Brown believes that, if myriad private databases develop, there is a risk that information will leak or be stolen. The Crosby review is looking at safeguards.

Critics said the ID cards project was already too troubled to be expanded. ‘It's a pretty shoddy way of cutting the costs, and it doesn't really alter the fact that all the signs are Whitehall is simply not in a position to deliver even the early stages of an ID card,’ said Nick Clegg, the Liberal Democrat spokesman for home affairs. He said giving the private sector access to centralised databases was a big step towards ‘a full surveillance state’.

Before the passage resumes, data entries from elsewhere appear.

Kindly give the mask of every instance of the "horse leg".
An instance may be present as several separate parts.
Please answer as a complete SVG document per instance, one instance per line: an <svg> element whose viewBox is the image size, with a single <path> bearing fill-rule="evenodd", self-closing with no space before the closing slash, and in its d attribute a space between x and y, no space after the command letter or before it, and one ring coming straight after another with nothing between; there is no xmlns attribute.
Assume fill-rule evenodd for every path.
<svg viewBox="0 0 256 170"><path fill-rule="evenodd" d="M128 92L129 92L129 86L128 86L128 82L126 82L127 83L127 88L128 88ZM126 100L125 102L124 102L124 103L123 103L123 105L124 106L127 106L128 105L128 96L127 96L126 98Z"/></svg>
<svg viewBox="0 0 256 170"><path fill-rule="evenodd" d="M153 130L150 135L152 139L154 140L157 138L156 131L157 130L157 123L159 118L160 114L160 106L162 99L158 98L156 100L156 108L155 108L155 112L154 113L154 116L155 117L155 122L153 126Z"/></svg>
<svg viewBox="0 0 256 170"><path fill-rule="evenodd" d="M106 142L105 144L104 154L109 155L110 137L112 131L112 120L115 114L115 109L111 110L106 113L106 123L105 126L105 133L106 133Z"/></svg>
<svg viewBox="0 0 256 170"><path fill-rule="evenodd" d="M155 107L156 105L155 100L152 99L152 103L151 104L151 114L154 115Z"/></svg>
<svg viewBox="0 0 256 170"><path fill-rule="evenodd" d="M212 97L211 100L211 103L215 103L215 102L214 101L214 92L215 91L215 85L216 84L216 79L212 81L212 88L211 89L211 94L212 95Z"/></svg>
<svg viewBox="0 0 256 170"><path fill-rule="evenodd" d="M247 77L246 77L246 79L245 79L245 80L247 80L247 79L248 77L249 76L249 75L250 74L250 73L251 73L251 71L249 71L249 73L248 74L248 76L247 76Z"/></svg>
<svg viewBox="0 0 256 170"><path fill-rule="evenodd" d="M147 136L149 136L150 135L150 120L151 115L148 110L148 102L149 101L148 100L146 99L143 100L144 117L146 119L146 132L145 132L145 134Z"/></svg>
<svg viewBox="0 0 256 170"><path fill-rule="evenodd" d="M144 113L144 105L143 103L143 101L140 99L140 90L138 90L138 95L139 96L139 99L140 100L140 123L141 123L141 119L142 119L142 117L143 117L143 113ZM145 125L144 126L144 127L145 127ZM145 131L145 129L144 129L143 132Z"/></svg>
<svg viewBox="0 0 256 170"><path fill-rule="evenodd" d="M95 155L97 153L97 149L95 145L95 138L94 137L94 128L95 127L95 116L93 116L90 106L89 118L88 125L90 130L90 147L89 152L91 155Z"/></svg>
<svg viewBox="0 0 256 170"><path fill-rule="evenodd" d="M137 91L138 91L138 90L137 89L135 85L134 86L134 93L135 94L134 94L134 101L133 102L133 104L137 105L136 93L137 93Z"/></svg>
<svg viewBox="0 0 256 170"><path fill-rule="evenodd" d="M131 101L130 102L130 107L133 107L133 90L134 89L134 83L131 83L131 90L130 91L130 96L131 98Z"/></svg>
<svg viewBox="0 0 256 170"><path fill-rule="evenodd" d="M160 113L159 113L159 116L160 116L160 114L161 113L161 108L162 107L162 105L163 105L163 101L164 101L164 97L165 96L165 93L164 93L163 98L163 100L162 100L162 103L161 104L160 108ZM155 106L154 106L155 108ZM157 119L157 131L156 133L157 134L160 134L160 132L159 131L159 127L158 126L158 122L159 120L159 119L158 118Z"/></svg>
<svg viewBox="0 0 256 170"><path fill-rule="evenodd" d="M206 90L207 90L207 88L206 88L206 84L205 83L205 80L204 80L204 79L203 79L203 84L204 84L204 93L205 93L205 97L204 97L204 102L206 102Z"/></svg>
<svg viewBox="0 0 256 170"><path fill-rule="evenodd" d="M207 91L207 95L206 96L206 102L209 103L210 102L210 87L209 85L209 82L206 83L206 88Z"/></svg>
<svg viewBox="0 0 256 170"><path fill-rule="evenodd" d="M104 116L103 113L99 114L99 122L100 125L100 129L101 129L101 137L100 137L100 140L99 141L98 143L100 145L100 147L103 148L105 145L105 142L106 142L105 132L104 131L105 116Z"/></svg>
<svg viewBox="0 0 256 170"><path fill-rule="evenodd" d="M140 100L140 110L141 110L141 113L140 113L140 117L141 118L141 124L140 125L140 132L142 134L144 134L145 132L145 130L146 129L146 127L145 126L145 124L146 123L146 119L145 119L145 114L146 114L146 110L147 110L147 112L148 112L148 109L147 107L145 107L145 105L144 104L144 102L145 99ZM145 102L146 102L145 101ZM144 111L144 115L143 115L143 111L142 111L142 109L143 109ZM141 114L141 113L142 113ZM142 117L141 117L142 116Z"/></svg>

David Davis, the shadow home secretary, said: ‘This is an admission that the government's ID card system as it stands is destined to fail without something else to prop it up. It is regrettable that what the government is proposing will actually worsen the assault on privacy without materially improving security.’

Tony Blair's insistence on Thursday that ID cards would be a ‘major plank’ of the next Labour manifesto was seen as an effort to tie Brown into the idea, but it appears Brown is already committed.

The Observer recently disclosed that the company analysing police DNA samples was storing them, despite assurances they would not stay in private hands. However, sharing biometric data with high-street companies would be even more controversial.

If anyone reading this knows Mr. Brown's private source, and if this is what he actually said, could you please mention that in the private sector we actually try really hard not to alienate our customers.  We try to do the things they will want us to do, that they will thank us for having done.  I for one don't have a clue how or why a company like mine would want to be associated with the type of relationship proposed above.  To me it sounds really goofy.

This ID card discussion as presented here needs a complete reset.  It's time to reboot, to install a new bios. 

Let's start all over, and begin by protecting the security of our citizens.  What is privacy except security from the point of view of the individual?  Protecting individual privacy will do more to secure the state than anything else that can be attempted – because it will result in well-designed systems that are impossible for enemies to penetrate.